Een op de zeven Brusselse kinderen heeft 2 jaar achterstand na lagere school

door
Belga
Leestijd 1 min.

Een op de zeven (14 procent) Brusselse leerlingen in het eerste jaar secundair onderwijs heeft al minstens twee jaar schoolachterstand opgelopen. Dit loopt op tot 20 procent in de armste gemeenten, met Sint-Joost-ten-Noode als uitschieter (27 procent). Dat is een van de vele alarmerende conclusies van de nieuwste Welzijnsbarometer van het Hoofdstedelijk Gewest. Volgens de Welzijnsbarometer 2016 van het Observatorium voor Gezondheid en Welzijn Brussel moet ongeveer een derde (29,7 procent) van de Brusselaars rondkomen met een inkomen onder de armoedegrens. Dat is een tikkeltje beter dan in de barometer 2015 (30,9 procent), maar een pak hoger dan in Vlaanderen (10,3 procent) en Wallonië (18,3 procent). Het aandeel personen met een "risico op armoede of sociale uitsluiting' ligt in de 19 gemeenten rond de 38 procent.

Weinig verrassend loopt dat armoederisico op bij personen die leven in een huishouden zonder of werk of met lage werkintensiteit. Bovendien groeit net geen kwart (24 procent) van de Brusselse kinderen, de -18-jarigen, op in een huishouden zonder inkomen of werk.

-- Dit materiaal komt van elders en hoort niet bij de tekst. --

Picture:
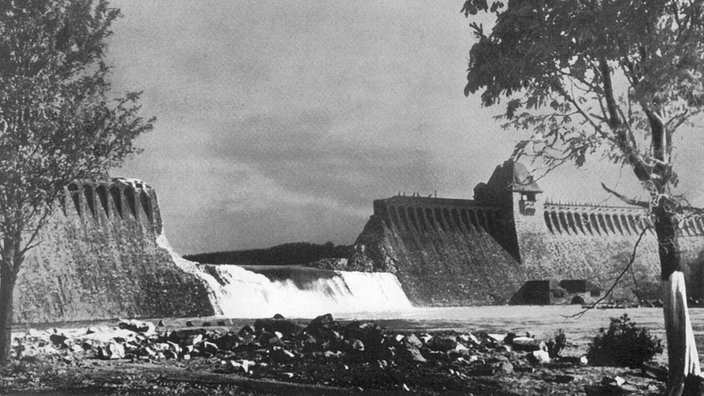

Onderwijs is dan ook een van de domeinen waar de Brusselse armoede zich fel manifesteert. Zo is er niet alleen de schoolachterstand, maar ook de problematiek van de schoolverlaters. Van de Brusselse jongvolwassenen (18-24 jaar) verlaat één jongeman op de zes en één jonge vrouw op de zeven de school zonder diploma hoger secundair.

Voorts blijkt dat net geen 30 procent van de actieve Brusselaars met hoogstens een diploma lager secundair werkloos is.